Please indulge your correspondent in a bit of analytical back-track, kinda sorta. Last week’s post on the New York Police’s stop-and-frisk data, circa 2011, called our collective attention to the data curiosities in their midst, e.g, 8-foot, 999-pound suspects plunging their size 52s into the city’s sidewalks; and apart from one unstoppable question, namely, how these superhumans could be made to fit into a squad car, I guessed that these outsized numbers denoted data entry errors or lacunae, and as such I moved to detach all the records estimating suspects’ weights at 400 pounds or more.

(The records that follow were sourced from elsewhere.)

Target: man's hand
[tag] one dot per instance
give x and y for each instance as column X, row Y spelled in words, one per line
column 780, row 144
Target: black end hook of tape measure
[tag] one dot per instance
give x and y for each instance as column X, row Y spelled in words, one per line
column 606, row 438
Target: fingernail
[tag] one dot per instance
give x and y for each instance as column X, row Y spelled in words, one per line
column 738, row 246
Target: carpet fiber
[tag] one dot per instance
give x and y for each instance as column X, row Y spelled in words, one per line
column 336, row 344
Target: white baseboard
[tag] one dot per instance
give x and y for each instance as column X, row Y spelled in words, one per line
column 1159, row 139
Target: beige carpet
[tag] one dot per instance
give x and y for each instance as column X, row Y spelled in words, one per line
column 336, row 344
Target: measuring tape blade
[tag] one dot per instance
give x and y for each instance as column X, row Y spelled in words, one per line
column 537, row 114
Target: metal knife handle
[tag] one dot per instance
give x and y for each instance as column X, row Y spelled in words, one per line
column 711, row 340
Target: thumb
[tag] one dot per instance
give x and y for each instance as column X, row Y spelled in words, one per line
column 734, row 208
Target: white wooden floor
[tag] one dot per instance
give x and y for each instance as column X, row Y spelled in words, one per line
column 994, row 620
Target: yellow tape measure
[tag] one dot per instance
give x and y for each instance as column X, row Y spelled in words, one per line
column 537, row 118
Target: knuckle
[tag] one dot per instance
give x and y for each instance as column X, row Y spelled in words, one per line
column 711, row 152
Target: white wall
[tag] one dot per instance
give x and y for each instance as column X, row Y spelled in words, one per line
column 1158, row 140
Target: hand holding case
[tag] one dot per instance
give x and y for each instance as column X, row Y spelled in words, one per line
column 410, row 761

Now that maneuver makes perfect sense, provided that you’ve nominated suspect weight your variable of analytical choice. But at the same time, it’s most likely that the height/weight exaggerations pollute the entries of actual stops-and-frisks; and as such you’d probably do well to readmit these dodgy records into the data fold by deleting the interposing row I fitted in last week – unless again, you’re interested in sizing up suspect weights. But on the other hand, the lapses uncovered to date (along with any blank cells in there, and there are) may augur still others; in other words, remain vigilant.
In any case and once you’ve seen to it that the time parameters I described in part 1 are duly columned, you can move on to consider your pivot table options, comprising nothing if not a dense buzz of possibilities. The most obvious, in view of the putative racial skewing of stops-and-frisks, is the tabling of race itself, simply executed:
Row Labels: Race
Values: Race (by Count)
Race again (by % of Row)
(again, it’s perfectly legal to impose the same field twice upon the same pivot table. The field is in effect breaking itself out).
Sieving the blanks via the Row Label filter button (and you know you’re dealing with a large set of data when 22,000 blank records amount to merely 3% of the whole), I get
Of course, you’ve already taken note of a problem here – the fact that race is numerically, not textually, coded. However, the New York Civil Liberty Union’s informative codebook deciphers the numbers:
6-American Indian/Native Alaskan
(While we’re at it, New York’s five boroughs receive these codes:
5-Staten Island )
The disparities are thus perfectly clear here, although these naturally await interpretation (see, for example this account. Note as well that the spotlight was trained on the stop-and-frisk issue during much of New York mayoral primary campaign, the votes for which were conducted two days ago).
But another potentially instructive breakout, namely stops-and-frisks by police precinct, suffers from some shortfall in quality control. Precinct numbers are keyed to their respective boroughs here:
But run this pivot table:
Row Labels: Borough
Values: Pct (count)
And you’ll find a number of misassociations – though again, these contribute but an infinitesimal proportion of the whole – about 80 in toto. You’d have to wade through the data in order to correlate borough to precinct perfectly, though the fruits of that labor might not justify the exertions.
For another provocative read, try
Row Labels: arstmade (abbreviation for: was an arrest made? A code 0 represents no, a 1 yes)
Values: arstmade (count, % of column total):
We’re presented here with what are in effect nested proportions. African-Americans and Hispanics are a good deal more likely to be stopped and frisked, as we saw above, but once detained are less likely to be arrested than whites (code 4), – a metric that appears to comport with the racism thesis: that is, that police are relatively more likely to have less substantive cause to stop an African American or Hispanic citizen when they do.
If you then break the data out by age, say
Row Labels: Age (grouped in tranches of 5 years)
Values: Age (count)
You’ll find not shockingly that the 15-19, 20-24, and 25-29 cohorts account for about 63% of all stops and frisks, though taxpayers will want to know why the police also pulled over 13 320-to-324 year-olds. Data check, please.
And if it’s seasonality you want, try tabling the data by month, e.g.
Row Labels: Month (remember we introduced this field to the data)
Values: Month (count)
Month again (count, % of Column Total)
We see March was the busiest month, August the idlest, and I’m not sure why; the differential of over two absolute percentage points between the two is considerable and doubtless significant given the size of the data (with no blanks here, by the way; every record in the data set is dated). After all, a 28-day February (remember, this is 2011) projects a chance-driven 7.67% of all stops; but it checks in at 8.88%, the third-most confrontational month. And the first six months of 2011 total 52.82% of all stops and frisks, the latter six 47.18%. Let the criminologists pause and reflect.
But given the welter of available fields, many more findings await. Just stop and frisk the data first.